Making the Most of an Unprecedented Opportunity: Funding Louisiana’s Coastal Program

By Charles Sutcliffe, Director of Policy and Programs, Office of the Governor: Coastal Activities

Funding a coastal protection and restoration program by first having to suffer through a catastrophe is an extremely painful and unsustainable way to work toward resilience. That being said, because of the disasters Louisiana has endured and thanks to the State’s widely-respected Coastal Master Plan, Louisiana has been entrusted with the financial resources, around $10 billion over the next 15 years, to implement a suite of the most significant projects in its $50 billion plan.

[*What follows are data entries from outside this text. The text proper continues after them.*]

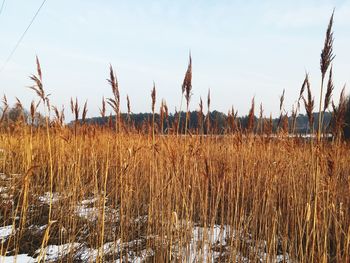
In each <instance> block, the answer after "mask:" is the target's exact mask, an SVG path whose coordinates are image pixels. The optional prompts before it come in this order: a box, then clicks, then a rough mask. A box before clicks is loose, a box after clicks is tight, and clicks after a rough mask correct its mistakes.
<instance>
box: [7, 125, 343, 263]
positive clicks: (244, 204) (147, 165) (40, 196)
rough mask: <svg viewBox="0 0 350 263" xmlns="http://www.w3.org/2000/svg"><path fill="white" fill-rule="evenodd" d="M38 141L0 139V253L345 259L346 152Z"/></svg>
mask: <svg viewBox="0 0 350 263" xmlns="http://www.w3.org/2000/svg"><path fill="white" fill-rule="evenodd" d="M50 131H51V130H50ZM45 136H46V133H45V130H40V129H38V130H30V129H29V128H23V127H18V130H14V131H13V132H9V133H7V134H2V135H1V137H0V138H1V141H0V143H1V146H2V147H3V151H2V154H1V170H2V171H3V172H4V173H3V174H2V175H1V188H0V189H1V199H2V202H1V206H0V209H1V210H0V211H1V218H0V220H1V221H0V223H1V225H2V226H5V227H3V228H1V229H2V230H1V231H2V232H4V231H5V230H6V229H7V230H8V234H7V235H4V234H2V235H3V239H2V241H1V242H2V243H1V252H2V253H1V254H5V253H6V252H10V254H29V255H30V256H33V257H37V259H38V257H46V259H47V260H48V258H50V251H51V250H52V251H55V250H56V253H55V252H52V251H51V253H53V255H51V257H53V258H54V259H55V260H58V259H60V260H62V261H65V262H66V261H71V262H72V261H74V262H79V261H81V262H82V261H86V260H90V261H109V260H112V259H115V260H116V259H120V258H123V259H124V260H125V261H128V260H129V261H130V262H143V261H146V262H166V261H170V260H174V261H176V260H179V261H181V260H184V259H186V260H185V261H188V262H190V261H191V260H192V261H193V262H196V261H197V262H202V261H207V262H211V261H212V260H215V262H232V261H234V260H235V259H236V260H237V261H238V262H248V260H252V261H253V262H256V261H265V260H267V261H268V262H273V261H274V262H312V261H315V262H323V261H333V262H347V261H348V260H349V257H350V256H349V248H350V247H349V246H350V245H349V242H350V214H349V213H350V209H349V207H350V202H349V197H348V196H349V189H350V182H349V176H348V175H349V173H350V166H349V156H350V154H349V148H348V147H347V145H346V144H332V143H328V142H324V143H322V144H319V145H312V144H310V142H308V141H306V140H305V139H303V138H297V139H290V138H284V139H283V138H280V139H278V140H276V139H267V138H264V137H260V136H248V137H241V136H238V135H227V136H224V137H215V136H210V137H209V136H208V137H200V136H193V137H181V136H159V137H158V136H157V137H156V138H155V143H154V144H153V142H152V141H153V140H152V136H146V135H130V134H116V133H115V132H114V131H113V130H109V129H107V128H99V127H84V126H82V127H79V128H78V129H77V131H76V135H74V130H73V129H69V128H65V129H60V130H54V131H51V133H50V144H51V145H50V146H49V145H48V141H47V140H45V139H43V138H45ZM50 149H51V150H50ZM51 169H52V170H51ZM51 175H52V178H50V176H51ZM6 226H7V227H6ZM0 237H1V236H0ZM55 257H56V258H55ZM205 258H206V260H204V259H205Z"/></svg>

Cat Island Oil Spill - Restore the Mississippi River Delta

Oil from BP Deepwater Horizon spill on Cat Island

The majority of the funds, nearly $8 billion starting in 2010, have resulted from the Deepwater Horizon oil spill. From emergency and “early” restoration funding, to settlements by Anadarko, MOEX, Transocean, and finally the criminal, civil, and natural resources damages due to be paid by BP, Louisiana will be receiving large payments through 2032. Over that same period the state will also begin seeing much larger revenues from the Gulf of Mexico Security Act (GOMESA). These Outer Continental Shelf revenue sharing payments will contribute another $1.5 to $1.9 billion ($116-$140 million annually) toward crucial coastal projects depending on the fluctuations in the price of oil and the application of the federal formula.

Louisiana’s Coastal Protection and Restoration Authority (CPRA) translates this and other income into projects. As more revenues are made available, CPRA is able to implement more ambitious projects. Last year the CPRA was excited to complete its largest restoration project ever, the Caminada Headlands, a project that over two phases cost more than $200 million. Soon, CPRA hopes to be moving multiple projects with anticipated costs of over $300 million forward at once. While expensive, these projects are expected to provide landscape-scale benefits for the coast. Already moving ahead are major saltwater control projects along the Calcasieu Ship Channel in Cameron Parish and the Houma Navigation Canal in Terrebonne; thousands of acres of marsh and ridge restoration in the Terrebonne and Barataria Basins; barrier island and nesting island restoration; and two, long-studied sediment diversions along the Mississippi River.

But just because CPRA can match the projected price tags of these essential projects to a total anticipated dollar amount, complications still abound. On the revenue side, each oil-spill related funding stream has its own list of restricted uses, its own payout schedule, its own process for getting funding decisions approved, and finally, its own method for actually drawing down those dollars. On the project side, CPRA must determine which projects to build when, coordinate permitting and engineering and design timelines, and then factor in the length of construction to draw a map of the financial needs of the agency. Along the way these project schedules must be matched up with the cash flow to support them.

Caminada headlands beach and dune restoration. Credit: CPRA

CPRA’s project teams and engineers have been working extremely hard to make sure the agency’s plans match the availability of the income to support its project goals. However, CPRA is openly acknowledging that it does not have the right type of expertise in-house to fully consider the financial and economic aspects of its implementation plans. What are the options if project choices change, or if the cash flow and project expenditures don’t line up? When multiple large projects are in construction at once, can CPRA’s anticipated revenues keep up? What are the on-the-ground costs or benefits of moving projects around to fit the cash flow situation? Can GOMESA money be used in the short term to fill in gaps in that cash flow?  Should the State bond out some of these revenues, if so, how much and when? Are the expenses of bonding worth the time gained by being able to build projects more quickly? Are there other financial tools, like environmental impact bonds, that should be utilized? Basically, can CPRA pay as it goes, or by utilizing the bond market or other types of debt issuance, can it achieve even more of its land building and flood reduction goals with the same level of investment?

Regional advocacy organization and Restore the Mississippi River Delta coalition partner, Restore or Retreat, is partnering with CPRA to find the financial and economic experts to help answer those questions and to provide the underlying strategy so this unprecedented funding opportunity is maximized for the benefit of the coast. The search for the right firm or team to lead this effort kicked off with a Statement of Interest and Qualifications last week and will be followed by an informational, pre-bid style meeting on August 17th at 10 a.m. at Greater New Orleans, Inc. in New Orleans.

One of the most crucial tests for Louisiana’s ability to shift from a reliance on disaster-related funding toward a more proactive, long-term funding approach is to show to its citizens and every potential funder that it can be a good steward of the funds it has already received. This means being transparent about its funding choices, translating those funds into projects whose results speak for themselves, and engaging financial experts when necessary to ensure that every dollar received creates maximum benefit for the coast.

The only thing worse than the Deepwater Horizon oil spill would be failing to make the most out of the revenues it has provided.